I worked in the UK Government’s Cabinet Office which holds a central role supporting the UK Prime Minister and ensuring the efficient running of government. The Cabinet Office was established by Prime Minister David Lloyd George in December 1916, during the First World War. This was when the Committee of Imperial Defence organised the War Cabinet and the first Cabinet Secretary was Sir Maurice Hankey.

The Cabinet Office’s work is an integral part the history of the United Kingdom over the past 100 years. As the Cabinet Office’s knowledge manager, I introduced History Week as a means for staff:

  • to learn from the past
  • to inform today’s work, and
  • to consider one’s own legacy through saving records and conserving the corporate memory.

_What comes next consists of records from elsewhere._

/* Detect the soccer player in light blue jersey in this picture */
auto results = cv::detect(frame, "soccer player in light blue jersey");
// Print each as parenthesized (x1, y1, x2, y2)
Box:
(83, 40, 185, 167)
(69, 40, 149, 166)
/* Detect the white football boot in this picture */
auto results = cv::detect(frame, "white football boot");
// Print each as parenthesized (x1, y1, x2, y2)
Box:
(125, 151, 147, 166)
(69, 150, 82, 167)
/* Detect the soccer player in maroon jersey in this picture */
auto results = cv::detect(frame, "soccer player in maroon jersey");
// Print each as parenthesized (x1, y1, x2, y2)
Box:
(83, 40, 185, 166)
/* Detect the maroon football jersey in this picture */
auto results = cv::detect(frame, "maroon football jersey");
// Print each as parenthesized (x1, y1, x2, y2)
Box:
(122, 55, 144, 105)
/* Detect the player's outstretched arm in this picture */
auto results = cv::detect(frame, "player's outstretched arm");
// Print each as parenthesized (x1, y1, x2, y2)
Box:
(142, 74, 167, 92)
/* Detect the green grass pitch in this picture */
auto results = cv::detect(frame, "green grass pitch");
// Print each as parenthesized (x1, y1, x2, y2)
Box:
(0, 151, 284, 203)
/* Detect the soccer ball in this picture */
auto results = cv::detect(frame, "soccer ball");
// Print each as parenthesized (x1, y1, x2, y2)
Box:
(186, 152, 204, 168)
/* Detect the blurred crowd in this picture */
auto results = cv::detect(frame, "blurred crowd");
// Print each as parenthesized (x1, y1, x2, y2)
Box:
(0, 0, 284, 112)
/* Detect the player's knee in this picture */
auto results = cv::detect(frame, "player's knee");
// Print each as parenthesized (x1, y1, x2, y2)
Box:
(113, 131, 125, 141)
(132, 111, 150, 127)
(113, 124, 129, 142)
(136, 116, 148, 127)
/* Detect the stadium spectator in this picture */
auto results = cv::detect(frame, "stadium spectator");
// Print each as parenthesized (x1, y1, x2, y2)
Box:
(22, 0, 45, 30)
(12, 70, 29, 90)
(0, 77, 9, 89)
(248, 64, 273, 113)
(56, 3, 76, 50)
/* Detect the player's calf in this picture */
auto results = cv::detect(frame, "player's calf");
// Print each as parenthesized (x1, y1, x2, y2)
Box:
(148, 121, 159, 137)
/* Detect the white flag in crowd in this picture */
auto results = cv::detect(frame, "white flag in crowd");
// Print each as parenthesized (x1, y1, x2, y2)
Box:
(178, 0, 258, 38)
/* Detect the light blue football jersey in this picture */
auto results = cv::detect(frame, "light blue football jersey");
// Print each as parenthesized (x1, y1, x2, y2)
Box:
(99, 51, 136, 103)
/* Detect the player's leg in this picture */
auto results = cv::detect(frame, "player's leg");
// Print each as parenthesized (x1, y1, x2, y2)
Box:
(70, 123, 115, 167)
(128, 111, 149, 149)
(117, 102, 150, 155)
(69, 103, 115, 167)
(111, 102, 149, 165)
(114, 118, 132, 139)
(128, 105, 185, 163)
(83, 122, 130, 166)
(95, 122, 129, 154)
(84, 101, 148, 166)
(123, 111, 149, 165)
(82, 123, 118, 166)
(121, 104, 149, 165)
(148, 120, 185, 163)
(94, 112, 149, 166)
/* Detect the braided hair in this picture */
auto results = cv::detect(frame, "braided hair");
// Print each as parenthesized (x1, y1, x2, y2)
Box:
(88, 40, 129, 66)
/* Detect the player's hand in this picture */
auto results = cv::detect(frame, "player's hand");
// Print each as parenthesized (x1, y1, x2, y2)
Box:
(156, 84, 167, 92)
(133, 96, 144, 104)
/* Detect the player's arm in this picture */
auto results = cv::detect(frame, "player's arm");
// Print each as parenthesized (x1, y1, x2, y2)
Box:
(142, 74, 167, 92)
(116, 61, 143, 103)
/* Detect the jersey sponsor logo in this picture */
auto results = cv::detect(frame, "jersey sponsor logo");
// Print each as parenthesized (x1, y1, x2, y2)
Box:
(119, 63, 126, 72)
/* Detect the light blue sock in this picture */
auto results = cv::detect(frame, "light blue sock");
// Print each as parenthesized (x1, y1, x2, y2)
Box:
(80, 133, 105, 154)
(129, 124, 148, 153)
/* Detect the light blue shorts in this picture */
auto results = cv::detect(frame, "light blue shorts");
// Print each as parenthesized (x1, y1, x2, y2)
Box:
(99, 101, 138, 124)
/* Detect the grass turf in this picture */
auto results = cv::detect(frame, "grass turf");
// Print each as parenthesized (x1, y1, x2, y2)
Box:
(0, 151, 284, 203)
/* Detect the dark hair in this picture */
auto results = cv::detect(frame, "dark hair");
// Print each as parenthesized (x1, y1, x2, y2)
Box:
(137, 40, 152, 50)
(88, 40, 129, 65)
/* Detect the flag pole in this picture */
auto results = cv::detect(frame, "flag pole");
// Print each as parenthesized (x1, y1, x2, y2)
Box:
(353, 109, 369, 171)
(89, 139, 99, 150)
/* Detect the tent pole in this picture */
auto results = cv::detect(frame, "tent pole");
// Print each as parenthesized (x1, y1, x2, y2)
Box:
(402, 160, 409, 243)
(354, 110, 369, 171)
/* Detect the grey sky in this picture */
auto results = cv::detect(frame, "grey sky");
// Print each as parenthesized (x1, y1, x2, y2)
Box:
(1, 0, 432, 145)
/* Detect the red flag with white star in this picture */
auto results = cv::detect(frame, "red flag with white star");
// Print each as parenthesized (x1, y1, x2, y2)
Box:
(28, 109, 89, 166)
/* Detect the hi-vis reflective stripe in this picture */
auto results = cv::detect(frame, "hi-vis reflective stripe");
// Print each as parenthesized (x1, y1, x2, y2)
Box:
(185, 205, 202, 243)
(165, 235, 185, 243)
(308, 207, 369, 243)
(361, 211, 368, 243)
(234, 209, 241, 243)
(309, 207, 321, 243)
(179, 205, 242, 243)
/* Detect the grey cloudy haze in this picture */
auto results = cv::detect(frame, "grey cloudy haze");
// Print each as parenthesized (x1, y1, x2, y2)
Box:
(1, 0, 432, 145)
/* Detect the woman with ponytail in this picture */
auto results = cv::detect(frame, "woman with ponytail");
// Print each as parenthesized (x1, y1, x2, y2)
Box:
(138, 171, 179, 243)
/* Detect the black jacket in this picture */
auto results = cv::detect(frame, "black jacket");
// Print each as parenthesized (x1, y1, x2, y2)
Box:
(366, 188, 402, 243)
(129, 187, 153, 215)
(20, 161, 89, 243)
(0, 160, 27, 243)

To learn how I used this resource for the benefit of the organisation, look at the ‘Bringing history to life‘ page.

Publicly available information

You too can learn about some of this history. Here are sources:

The National Archives at Kew hold the Cabinet Office’s official records which are released to the public under the 30 year rule, and now being reduced to the 20 year rule.

Listen to UK Confidential on BBC Radio 4 to get a flavour of what happened in the 1970s and 1980s. This podcast is based on the official records at The National Archives.

Since its inception, the Cabinet Office has hosted an Official History programme, where professional historians write authoritative histories in their own right. These histories offer a reliable secondary source for historians until the official records are released to The National Archives. They also have been a fund of experience for future government use.

This is a list of the most recently published Official Histories which can be ordered from Taylor and Francis.

  • Joint Intelligence Committee, Volume 1 by Dr Michael Goodman (2014)
  • Special Operations Executive (SOE) in Italy,  Volume 1 by Professor David Stafford, (2011) and Volume 2 by Roderick Bailey (2014)
  • The Official History of Britain and the European Community, Volume 2  by Sir Stephen Wall (2012)
  • The Official History of Privatisation, Volume 1 (2009) and Vol 2 (2012) Professor David Parker
  • The Official History of North Sea Oil and Gas, Volumes 1 and 2 by Professor Alex Kemp (2011)
  • The Official History of the Civil Service, Volume 1 by Professor Rodney Lowe (2011)
  • Secrecy and the Media: the Official history of the D-Notice System  by Rear Admiral Nick Wilkinson (2009)
  • Churchill’s Man of Mystery: Desmond Morton and the World of Intelligence by Gill Bennett (2006, paperback 2009)
  • The Channel Tunnel by Dr Terry Gourvish (2006)

The list goes back to the Official Histories of World War One, which in themselves stretch to 75 volumes, the last of which was published in 1949. The last person in Cabinet Office who was intimately knowledgeable of the WWI Official Histories series gave a talk at History Week in 2014, and then retired, taking his knowledge with him. That was a piece of history itself when Nick Weekes walked out the door.